Lorsque l'on aime les récits historiques revisités à la sauce fantastique, les lecteurs de bande dessinée scrutent notamment les parutions de la collection Série B des éditions Delcourt. En provenance des U.S.A., Manifest Destiny est une série de comic book qui plaira assurément à ce même public. Le scénariste Chris Dingess, qui travaille sur la conception de certaines séries télé, revisite la fameuse expédition Lewis et Clark située entre 1804 et 1806. Accrocheur et surprenant dès ses premières pages tout en étant joliment dessiné par un artiste méconnu en France, Matthew Roberts, le titre a tout pour plaire ! Comme le second tome est venu confirmer nos attentes, nous nous sommes dits que tels des explorateurs, nous partirions nous aussi en quête... de réponses auprès des auteurs !
interview Comics
Chris Dingess & Matthew Roberts
La traduction de cette interview a été réalisée par Alain Delaplace.
Messieurs, pourriez-vous vous présenter à nos lecteurs et nous dire comment vous avez commencé dans l'industrie des comics ?
Chris Dingess : Je m'appelle Chris Dingess et je suis l'auteur de Manifest Destiny. Cela fait maintenant 15 ans que j'écris et que je produis pour la télévision, mais j'ai toujours été fan de comics. Ça faisait quelques années que j'avais en tête l'idée de Manifest Destiny, mais je ne savais pas quel média employer pour raconter cette histoire. Grâce à une rencontre fortuite, j'ai été mis en contact avec quelqu'un de chez Skybound et après quelques discussions, je leur ai parlé de mon idée et elle s'est concrétisée sous la forme d'un comics. Manifest Destiny est le seul comics que j'ai écrit.
Matthew Roberts : Mon nom est Matt. J'ai commencé à illustrer des comics il y a une vingtaine d'années. J'étais engagé dans l'Air Force à l'époque, alors je dessinais quelques comics ici et là en fonction du "vrai boulot" du moment que l'on m'ait engagé pour illustrer un comics ou non. L'un de mes contrats a consisté à illustrer le Battle Pope de Robert Kirkman. Puis je suis vraiment entré en service actif dans l'Air Force et il m'a fallu mettre mon métier d'illustrateur de côté. Heureusement, lorsque j'ai fini mon service, Robert a bien voulu me laisser venir travailler à Skybound pour illustrer Manifest Destiny. En fait, c'est mon premier vrai contrat d'illustrateur à plein temps. J'ai vraiment beaucoup de chance.

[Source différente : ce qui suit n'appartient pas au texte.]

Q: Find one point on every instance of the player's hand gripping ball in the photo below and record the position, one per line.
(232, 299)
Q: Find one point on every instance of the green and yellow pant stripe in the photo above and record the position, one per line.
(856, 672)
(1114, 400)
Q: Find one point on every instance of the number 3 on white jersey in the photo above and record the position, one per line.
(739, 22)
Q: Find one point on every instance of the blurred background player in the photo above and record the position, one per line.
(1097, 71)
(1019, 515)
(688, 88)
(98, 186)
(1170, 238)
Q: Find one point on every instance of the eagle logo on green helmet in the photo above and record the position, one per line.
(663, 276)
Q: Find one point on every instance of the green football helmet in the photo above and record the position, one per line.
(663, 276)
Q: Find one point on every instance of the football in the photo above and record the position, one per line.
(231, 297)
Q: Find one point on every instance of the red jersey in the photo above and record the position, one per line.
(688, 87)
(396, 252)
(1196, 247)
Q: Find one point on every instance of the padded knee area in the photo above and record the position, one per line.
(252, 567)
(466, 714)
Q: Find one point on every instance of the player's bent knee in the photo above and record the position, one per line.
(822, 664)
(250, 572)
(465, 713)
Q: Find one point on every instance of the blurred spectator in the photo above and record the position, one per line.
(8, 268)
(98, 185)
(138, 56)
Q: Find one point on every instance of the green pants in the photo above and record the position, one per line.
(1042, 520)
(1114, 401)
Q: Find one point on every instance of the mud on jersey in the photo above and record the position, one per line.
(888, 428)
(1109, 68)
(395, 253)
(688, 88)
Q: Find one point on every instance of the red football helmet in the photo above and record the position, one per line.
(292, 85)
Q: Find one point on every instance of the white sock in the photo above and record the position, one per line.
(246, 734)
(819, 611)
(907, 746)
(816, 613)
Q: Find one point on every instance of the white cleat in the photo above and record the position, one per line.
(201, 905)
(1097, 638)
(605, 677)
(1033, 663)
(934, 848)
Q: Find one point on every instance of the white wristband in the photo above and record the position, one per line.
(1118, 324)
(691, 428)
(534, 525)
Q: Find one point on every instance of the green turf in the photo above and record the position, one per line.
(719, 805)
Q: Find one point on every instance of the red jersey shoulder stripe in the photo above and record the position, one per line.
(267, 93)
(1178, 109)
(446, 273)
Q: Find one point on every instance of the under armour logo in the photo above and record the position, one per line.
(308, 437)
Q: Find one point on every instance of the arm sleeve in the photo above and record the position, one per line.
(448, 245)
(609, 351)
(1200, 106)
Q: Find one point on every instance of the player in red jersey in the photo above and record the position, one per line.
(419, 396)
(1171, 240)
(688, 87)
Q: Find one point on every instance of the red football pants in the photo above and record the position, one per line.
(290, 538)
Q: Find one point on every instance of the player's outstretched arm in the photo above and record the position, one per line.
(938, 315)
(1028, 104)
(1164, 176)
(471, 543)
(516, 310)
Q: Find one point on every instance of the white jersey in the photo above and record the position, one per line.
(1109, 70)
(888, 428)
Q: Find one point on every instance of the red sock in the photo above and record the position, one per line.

Chris, comment t'est venue cette passion pour l'écriture ?
Chris Dingess : J'ai toujours aimé inventer et raconter des histoires. Quand j'étais enfant, vers l'âge de six ans, mon professeur demandait aux enfants d'écrire et illustrer leurs propres histoires sous forme de petits livres. Et j'ai adoré faire ça.
Matthew, en France, nous avons vu tes dessins pour la première fois avec Manifest Destiny. Qu'avais-tu fait avant ça ?
Matthew Roberts : Comme je l'ai dit, je n'ai pas eu beaucoup de job avant ça. Battle Pope a été mon plus gros boulot. J'ai fait quelques petits trucs avant ça puis quelques autres avec Robert à la même époque.
Matthew, comment décrirais-tu ton propre style ?
Matthew Roberts : Mec, je ne sais pas si j'en suis capable. C'est un tel mélange de différentes choses, aujourd'hui encore. Je n'ai toujours pas l'impression d'avoir acquis un style personnel. J'ai une tonne d'influences disparates, des choses que j'essayais d'imiter à un moment ou un autre : Frank Frazetta, Berkeley Breathed, Art Adams, puis tous les membres de l'équipe Image des débuts. C'est un mélange bizarre de choses sur-détaillées mais cartoony... Un mélange que je n'ai toujours pas réussi à bien assembler. Je peux dessiner deux fois le même visage sur la même page et avoir à chaque fois une approche différente. C'est tellement instable que ça en est frustrant.
Quelles sont vos inspirations, vos influences ?
Matthew Roberts : J'ai tendance à piocher à droite et à gauche. Pour Manifest Destiny, je suppose que mon dessin s'inspire de titres comme Swamp Thing, Hellboy et Savage Sword of Conan, ainsi que des œuvres de gens comme Jules Verne, Stephen King, John Carpenter et Warner Herzog. J'écoute aussi beaucoup de musique lorsque j'écris Manifest Destiny, des choses très spécifiques. Du genre Black Sabbath et Pink Floyd ou des morceaux instrumentaux de Brian Eno ou Sun Ra. Aussi, j'écoute les B.O. de films « de mecs » : Mission par Ennio Morricone, Voyage au Centre de la Terre et Mysterious Island par Bernard Herrman, Robinson Crusoé sur Mars par Van Cleave pour n'en citer que quelques-uns. Je pourrais continuer ainsi une éternité et assassiner le lecteur d'ennui. Je trouve de l'inspiration partout !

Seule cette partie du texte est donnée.